Graz hat gewählt. Welche Schlüsse lassen sich daraus für das kommende Superwahljahr ziehen? Seriös betrachtet: keine. Einen Versuch ist es dennoch wert.
Tipp aus der Trendgemeinde: Es wird das Jahr der ÖVP
Graz hat gewählt. Welche Schlüsse lassen sich daraus für das kommende Superwahljahr ziehen? Seriös betrachtet: keine. Einen Versuch ist es dennoch wert.
Siegfried Nagl, ein biederer Konservativer, der sich als smarter Liberaler inszeniert, hat sein Wahlziel, die absolute Mehrheit, deutlich verfehlt. Und damit auch seinen Ruf als schwarze Zukunftshoffnung für Land und Bund eingebüßt. Seine Partei bleibt aber immerhin stärkste Kraft. Die Kommunisten, die Piraten für Ernsthafte, setzen als Serviceorganisation mit menschlichem Antlitz ihren einzigartigen Erfolgslauf fort. Die FPÖ legt zu wie gewohnt. Sinn und Zweck des BZÖ erschließen sich den Wählern auch in Graz nicht. Die Grünen können ihre Regierungsbeteiligung nicht verwerten. Und der SPÖ nützt anscheinend auch eine junge attraktive Spitzenkandidatin nichts mehr.
Wie in solchen Fällen üblich, werden dann auch gern Schlussfolgerungen für die Bundespolitik gezogen, noch dazu, wenn ein Superwahljahr mit einer Volksbefragung, drei Landtagswahlen und einer Nationalratswahl ansteht. Doch lassen sich aus einem kommunalen Ereignis in einer eigenwilligen 270.000-Einwohner-Stadt wirklich weiterführende Erkenntnisse gewinnen? Seriös betrachtet: eher nicht.

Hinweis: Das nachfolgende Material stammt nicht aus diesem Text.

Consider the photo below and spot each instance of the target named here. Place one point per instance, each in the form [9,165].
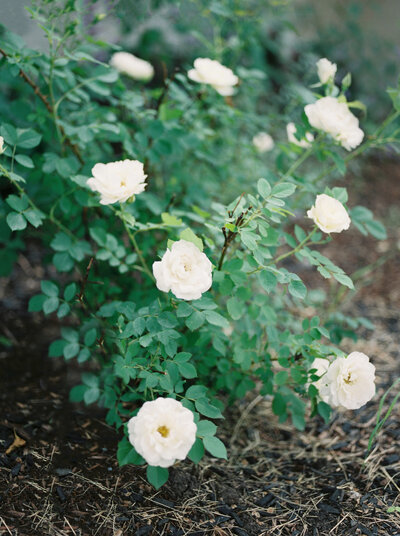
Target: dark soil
[64,480]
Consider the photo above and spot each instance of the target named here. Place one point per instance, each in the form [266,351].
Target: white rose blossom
[329,214]
[162,432]
[335,118]
[136,68]
[211,72]
[349,382]
[326,70]
[263,142]
[118,181]
[321,365]
[304,143]
[184,270]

Allerdings hat sich Graz schon in der Vergangenheit des Öfteren als eine Art Trendgemeinde erwiesen. Die Nazis waren hier schon vor ihrer tatsächlichen Machtergreifung eine Macht, was Graz den Beinamen „Stadt der Volkserhebung“ einbrachte. 1982 wurden in Graz die Grünen gegründet, damals noch als Alternative Liste Österreichs. Und auch ein erster Probelauf für Schwarz-Blau ging in den 1970ern von Graz aus. Mit den Stimmen der ÖVP wurde Alexander Götz (FPÖ) in Graz zum Bürgermeister gewählt, im Gegenzug wählten die Freiheitlichen in Klagenfurt den ÖVP-Mann Leopold Guggenberger. Nur der Siegeszug der Kommunisten fand keine überregionale Fortsetzung – also keine über die Steiermark hinaus. Denn auch im dortigen Landtag sitzen Kommunisten. Auch das ist einzigartig in Österreich.

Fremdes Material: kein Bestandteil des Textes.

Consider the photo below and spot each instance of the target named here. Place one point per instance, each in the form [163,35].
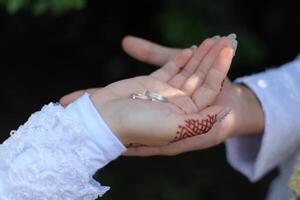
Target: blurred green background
[51,47]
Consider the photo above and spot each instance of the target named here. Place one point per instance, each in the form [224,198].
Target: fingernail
[222,115]
[232,36]
[194,47]
[216,38]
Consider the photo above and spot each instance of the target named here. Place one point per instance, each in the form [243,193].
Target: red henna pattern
[194,127]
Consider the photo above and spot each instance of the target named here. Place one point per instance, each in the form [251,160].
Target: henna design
[194,127]
[135,145]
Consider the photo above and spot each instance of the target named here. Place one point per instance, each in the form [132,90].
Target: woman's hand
[246,117]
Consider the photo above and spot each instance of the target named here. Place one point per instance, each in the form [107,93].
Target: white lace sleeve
[55,154]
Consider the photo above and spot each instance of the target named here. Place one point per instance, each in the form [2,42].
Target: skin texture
[203,89]
[194,127]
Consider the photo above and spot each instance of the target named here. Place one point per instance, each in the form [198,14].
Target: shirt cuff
[84,112]
[254,156]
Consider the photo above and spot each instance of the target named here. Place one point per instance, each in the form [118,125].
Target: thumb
[148,52]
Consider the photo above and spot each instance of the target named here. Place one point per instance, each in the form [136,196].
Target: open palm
[191,81]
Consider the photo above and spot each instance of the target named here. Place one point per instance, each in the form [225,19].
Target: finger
[210,89]
[172,67]
[196,79]
[178,80]
[69,98]
[190,128]
[148,52]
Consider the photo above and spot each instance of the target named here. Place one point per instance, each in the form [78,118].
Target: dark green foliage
[39,7]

Wenn sich aus dem Grazer Wahlergebnis etwas herauslesen lässt – abgesehen davon, dass man die Piraten-Partei doch noch nicht abschreiben sollte –, dann das: Die Großparteien verlieren weiter an integrativer Kraft. An deren Rändern, links wie rechts, wird der Platz größer. Der dann auch von Vertretern einer aus der Zeit gefallenen Ideologie genützt werden kann, wenn sie den Pfad der Weltrevolution verlassen und sich seriöser Sacharbeit widmen.

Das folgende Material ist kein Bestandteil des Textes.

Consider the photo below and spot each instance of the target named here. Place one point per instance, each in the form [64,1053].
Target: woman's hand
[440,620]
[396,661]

Wobei der Grazer Wahlabend für die ÖVP trotz Verlusten noch eher verkraftbar ist. Zumal man sich mit Umfragen, die von einer Mehrheit der Wehrpflicht-Befürworter bei der Heeres-Volksbefragung ausgehen, trösten kann. Und die Aussicht besteht, bei zwei von drei Landtagswahlen, jenen in Niederösterreich und Tirol, den ersten Platz zu behaupten. Zudem gilt nach wie vor: Verfügt die ÖVP über einen einigermaßen attraktiven Spitzenkandidaten, dann kann sie, bei entsprechender Schwäche der Konkurrenz – oder im konkreten Grazer Fall: bei einer Aufsplitterung des linken Lagers – auch in Städten den ersten Platz erobern (und mit Schrammen halten). Auf Wien ist das aber nur bedingt umlegbar: Da ist die Konkurrenz zu stark.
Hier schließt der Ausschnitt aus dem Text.